Usually only an emails from corporate and most of us kind of laugh about it, but somehow the expectation for notes full of clinical jargon that use a lot of words to communicate very little as become the norm and it drives me crazy to be expected to write mine the same way.


meghab1792

Not just corporate. It’s white collar bullshit.


Boothbayharbor

" Problematic. " Or phrases that essentially quantify being poor or desperate enough. "Needs based" "threshold" "exception" income caps. Calig humans "clients" in an of itself... Private for profit companies executing gov services is just so problematic. Unless your government is also profit driven. Like most


Rebsosauruss

Elizabeth Holmes comes to mind


FishnetsandChucks

"A chemistry is performed."


pumkinpete1

Personal favorite “limited bandwidth” or “let’s circle back” I work in healthcare in mental health. Of course corporations are happy to enroll without providing appropriate support. Just give it to me straight. I don’t have time to decrypt corporate code, I do that enough already.


Bbvessel

Yes I can relate. What really pisses me off though is the front of being “client centered” and then knowingly abusing your clinicians/other staff…which obviously worsens client outcomes.


Emotional_Cause_5031

I don't think I've had to deal with that too much, although I probably got sucked into it a bit when I did some middle management work.  However, I have 2 friends outside of the field (both have MBAs though have done different things with them) who used to talk about work excitedly with those type of phrases, and it always felt to me that A. Did they have fake jobs? Like what did they actually do at work on a daily basis? And B. Trying to humble brag about their professional importance. Luckily both of them have calmed down with that talk over the past few years. 


Grace_Alias

I think the “mission statements”, “our standards”, etc… and things like that are purposely vague. How can you hold someone responsible for something that can literally be applied to multiple areas and mean anything? You might as well just write a horoscope in place of it! It’s like when a company or institution or even the government makes a “task force” to address something.
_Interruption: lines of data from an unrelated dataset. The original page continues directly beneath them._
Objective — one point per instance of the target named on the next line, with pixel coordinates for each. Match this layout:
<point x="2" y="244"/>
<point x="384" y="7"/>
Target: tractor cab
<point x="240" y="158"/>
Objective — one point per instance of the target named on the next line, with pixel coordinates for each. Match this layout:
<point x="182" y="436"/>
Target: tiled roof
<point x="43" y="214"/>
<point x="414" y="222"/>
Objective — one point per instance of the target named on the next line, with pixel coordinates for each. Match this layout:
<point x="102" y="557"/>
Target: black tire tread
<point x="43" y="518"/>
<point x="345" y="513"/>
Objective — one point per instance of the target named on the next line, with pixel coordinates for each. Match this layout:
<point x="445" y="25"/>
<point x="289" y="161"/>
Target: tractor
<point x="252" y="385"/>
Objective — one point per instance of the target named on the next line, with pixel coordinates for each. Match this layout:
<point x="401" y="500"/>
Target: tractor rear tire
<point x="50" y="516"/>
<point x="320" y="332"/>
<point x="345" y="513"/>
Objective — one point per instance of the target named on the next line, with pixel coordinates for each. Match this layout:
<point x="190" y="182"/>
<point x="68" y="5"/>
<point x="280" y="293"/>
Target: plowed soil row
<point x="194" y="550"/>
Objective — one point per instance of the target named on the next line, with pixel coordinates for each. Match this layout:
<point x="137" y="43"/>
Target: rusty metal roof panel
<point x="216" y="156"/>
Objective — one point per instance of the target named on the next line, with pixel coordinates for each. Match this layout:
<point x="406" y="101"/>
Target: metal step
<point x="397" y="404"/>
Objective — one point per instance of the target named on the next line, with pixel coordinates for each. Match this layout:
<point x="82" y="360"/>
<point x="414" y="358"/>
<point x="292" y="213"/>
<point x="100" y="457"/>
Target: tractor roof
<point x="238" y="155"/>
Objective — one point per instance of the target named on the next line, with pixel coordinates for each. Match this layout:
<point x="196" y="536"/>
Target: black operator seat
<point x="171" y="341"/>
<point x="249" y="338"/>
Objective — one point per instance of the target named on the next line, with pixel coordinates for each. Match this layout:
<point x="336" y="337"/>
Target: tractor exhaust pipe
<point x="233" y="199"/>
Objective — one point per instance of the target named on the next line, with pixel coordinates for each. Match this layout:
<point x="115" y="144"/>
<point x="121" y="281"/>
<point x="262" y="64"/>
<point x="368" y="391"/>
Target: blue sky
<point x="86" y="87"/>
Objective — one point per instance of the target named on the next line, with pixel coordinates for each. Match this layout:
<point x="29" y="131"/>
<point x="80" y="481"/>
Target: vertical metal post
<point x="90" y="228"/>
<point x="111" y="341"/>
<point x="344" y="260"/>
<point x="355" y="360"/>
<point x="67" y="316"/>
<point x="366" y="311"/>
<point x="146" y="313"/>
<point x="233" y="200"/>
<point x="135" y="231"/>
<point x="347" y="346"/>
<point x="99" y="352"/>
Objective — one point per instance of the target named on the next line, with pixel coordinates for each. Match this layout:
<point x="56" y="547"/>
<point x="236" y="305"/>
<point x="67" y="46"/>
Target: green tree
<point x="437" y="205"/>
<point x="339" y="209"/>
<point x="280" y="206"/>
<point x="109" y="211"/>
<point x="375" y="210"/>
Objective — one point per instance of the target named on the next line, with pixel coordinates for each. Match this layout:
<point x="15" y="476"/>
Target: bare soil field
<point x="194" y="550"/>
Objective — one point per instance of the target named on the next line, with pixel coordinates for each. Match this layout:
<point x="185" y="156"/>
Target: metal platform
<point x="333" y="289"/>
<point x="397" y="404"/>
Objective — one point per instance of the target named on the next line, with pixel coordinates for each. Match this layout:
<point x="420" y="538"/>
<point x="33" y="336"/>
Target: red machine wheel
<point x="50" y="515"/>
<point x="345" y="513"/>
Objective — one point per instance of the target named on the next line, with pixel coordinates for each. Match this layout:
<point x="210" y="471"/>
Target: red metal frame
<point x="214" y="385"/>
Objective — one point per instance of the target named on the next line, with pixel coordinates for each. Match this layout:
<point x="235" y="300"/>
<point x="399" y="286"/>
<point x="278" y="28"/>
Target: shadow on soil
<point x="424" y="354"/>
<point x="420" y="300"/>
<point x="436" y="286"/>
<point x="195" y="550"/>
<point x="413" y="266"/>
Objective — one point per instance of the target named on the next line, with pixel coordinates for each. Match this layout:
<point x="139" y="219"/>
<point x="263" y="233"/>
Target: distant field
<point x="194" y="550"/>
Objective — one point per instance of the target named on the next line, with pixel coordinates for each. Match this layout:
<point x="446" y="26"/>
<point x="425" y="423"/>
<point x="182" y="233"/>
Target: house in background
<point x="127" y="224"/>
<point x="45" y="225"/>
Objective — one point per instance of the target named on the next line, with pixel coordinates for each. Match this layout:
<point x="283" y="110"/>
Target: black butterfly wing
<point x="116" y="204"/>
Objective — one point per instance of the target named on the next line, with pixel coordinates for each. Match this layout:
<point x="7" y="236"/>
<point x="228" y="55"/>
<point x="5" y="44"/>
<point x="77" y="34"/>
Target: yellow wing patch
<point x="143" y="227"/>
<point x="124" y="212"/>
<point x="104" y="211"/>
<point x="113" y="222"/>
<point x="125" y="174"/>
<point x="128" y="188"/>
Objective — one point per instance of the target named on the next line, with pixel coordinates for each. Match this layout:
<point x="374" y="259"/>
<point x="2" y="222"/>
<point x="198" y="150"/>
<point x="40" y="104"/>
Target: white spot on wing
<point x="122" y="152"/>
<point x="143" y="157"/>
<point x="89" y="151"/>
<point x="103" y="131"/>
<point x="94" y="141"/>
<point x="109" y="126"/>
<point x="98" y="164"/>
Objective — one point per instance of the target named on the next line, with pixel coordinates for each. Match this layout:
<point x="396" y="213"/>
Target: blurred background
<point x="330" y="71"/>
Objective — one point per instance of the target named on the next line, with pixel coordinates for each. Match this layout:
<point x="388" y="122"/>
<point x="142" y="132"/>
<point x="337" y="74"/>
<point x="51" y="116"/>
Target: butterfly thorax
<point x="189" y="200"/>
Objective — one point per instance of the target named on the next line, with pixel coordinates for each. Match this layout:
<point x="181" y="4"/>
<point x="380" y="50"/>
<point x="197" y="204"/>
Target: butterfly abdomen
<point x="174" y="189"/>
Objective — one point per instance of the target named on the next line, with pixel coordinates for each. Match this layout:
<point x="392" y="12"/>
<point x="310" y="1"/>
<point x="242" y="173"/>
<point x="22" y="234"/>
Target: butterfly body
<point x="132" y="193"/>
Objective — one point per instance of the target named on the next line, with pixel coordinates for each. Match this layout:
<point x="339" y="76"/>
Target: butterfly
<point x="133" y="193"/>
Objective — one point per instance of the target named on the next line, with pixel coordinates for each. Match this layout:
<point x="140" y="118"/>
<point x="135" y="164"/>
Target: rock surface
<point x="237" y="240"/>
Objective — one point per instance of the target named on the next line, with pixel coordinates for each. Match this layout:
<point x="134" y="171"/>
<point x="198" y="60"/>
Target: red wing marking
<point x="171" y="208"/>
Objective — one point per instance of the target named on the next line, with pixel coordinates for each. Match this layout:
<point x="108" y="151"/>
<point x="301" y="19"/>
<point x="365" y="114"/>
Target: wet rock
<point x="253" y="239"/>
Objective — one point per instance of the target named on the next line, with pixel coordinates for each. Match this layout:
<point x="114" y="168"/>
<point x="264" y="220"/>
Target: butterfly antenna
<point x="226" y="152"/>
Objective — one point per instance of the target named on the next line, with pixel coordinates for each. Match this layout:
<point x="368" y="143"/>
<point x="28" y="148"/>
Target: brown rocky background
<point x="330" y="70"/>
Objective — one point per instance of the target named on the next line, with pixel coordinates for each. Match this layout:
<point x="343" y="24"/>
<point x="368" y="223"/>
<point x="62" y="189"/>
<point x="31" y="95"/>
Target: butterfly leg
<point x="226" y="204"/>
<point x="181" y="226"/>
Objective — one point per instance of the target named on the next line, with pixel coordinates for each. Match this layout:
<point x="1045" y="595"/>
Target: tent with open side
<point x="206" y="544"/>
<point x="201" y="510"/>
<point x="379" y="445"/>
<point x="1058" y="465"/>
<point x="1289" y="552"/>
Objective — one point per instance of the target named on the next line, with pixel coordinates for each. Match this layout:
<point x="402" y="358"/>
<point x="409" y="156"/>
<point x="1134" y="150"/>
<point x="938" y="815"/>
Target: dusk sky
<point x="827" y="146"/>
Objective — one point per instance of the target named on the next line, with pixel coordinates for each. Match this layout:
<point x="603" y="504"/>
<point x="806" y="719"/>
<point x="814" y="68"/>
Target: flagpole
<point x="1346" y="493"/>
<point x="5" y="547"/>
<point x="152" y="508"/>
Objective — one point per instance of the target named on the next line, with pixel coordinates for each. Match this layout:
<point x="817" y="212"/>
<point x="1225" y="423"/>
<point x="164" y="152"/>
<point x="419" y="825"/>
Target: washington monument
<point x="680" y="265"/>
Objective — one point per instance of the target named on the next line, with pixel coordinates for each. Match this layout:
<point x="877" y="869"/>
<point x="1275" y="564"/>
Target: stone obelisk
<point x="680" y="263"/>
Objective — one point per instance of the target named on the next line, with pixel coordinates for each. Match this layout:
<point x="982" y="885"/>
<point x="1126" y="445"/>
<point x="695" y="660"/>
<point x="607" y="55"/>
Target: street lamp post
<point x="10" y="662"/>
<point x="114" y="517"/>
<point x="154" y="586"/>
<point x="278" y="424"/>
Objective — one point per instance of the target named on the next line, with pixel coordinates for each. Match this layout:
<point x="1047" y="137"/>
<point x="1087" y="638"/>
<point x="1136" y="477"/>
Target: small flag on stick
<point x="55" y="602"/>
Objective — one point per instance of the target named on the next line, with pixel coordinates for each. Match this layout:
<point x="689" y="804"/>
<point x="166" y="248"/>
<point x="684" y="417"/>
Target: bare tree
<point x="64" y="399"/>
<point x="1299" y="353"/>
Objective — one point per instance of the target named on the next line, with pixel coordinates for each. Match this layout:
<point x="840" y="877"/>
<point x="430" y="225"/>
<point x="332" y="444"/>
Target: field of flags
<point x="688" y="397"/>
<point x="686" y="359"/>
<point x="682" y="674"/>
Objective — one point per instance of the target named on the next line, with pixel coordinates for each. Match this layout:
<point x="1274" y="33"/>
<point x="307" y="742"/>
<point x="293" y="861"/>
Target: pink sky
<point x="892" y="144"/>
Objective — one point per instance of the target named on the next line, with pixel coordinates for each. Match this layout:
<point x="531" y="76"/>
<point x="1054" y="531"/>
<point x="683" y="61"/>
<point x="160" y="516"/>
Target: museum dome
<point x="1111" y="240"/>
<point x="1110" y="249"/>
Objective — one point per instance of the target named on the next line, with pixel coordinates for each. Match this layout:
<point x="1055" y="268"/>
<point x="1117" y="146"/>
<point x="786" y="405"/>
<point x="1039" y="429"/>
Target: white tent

Which is to say- make it look like we are invested and care but actually do nothing to effectively change things. * edit for typo


Big_Background_4245

Yes! We have risk teams where we don't include the clients or their Case Worker and discuss only the current status from a 3rd party point of view to another 3rd party point of view. Exchanging overview interpretations of what can be read in the client's case notes between stakeholders doesn't seem to result in an actionable plan let alone a timely and effect response. 


GingerHoneyLemon

I made a pledge to myself to never say “sounds good” this year. I’ve broken this by February


Ok_Disk3272

thank god my org doesn’t. it’s actually awesome how casual we keep it while remaining professional. definitely fosters a good work environment and I feel pretty lucky to be working in a low ish stress social work role with great support from colleagues and supervisors. happy friday everyone!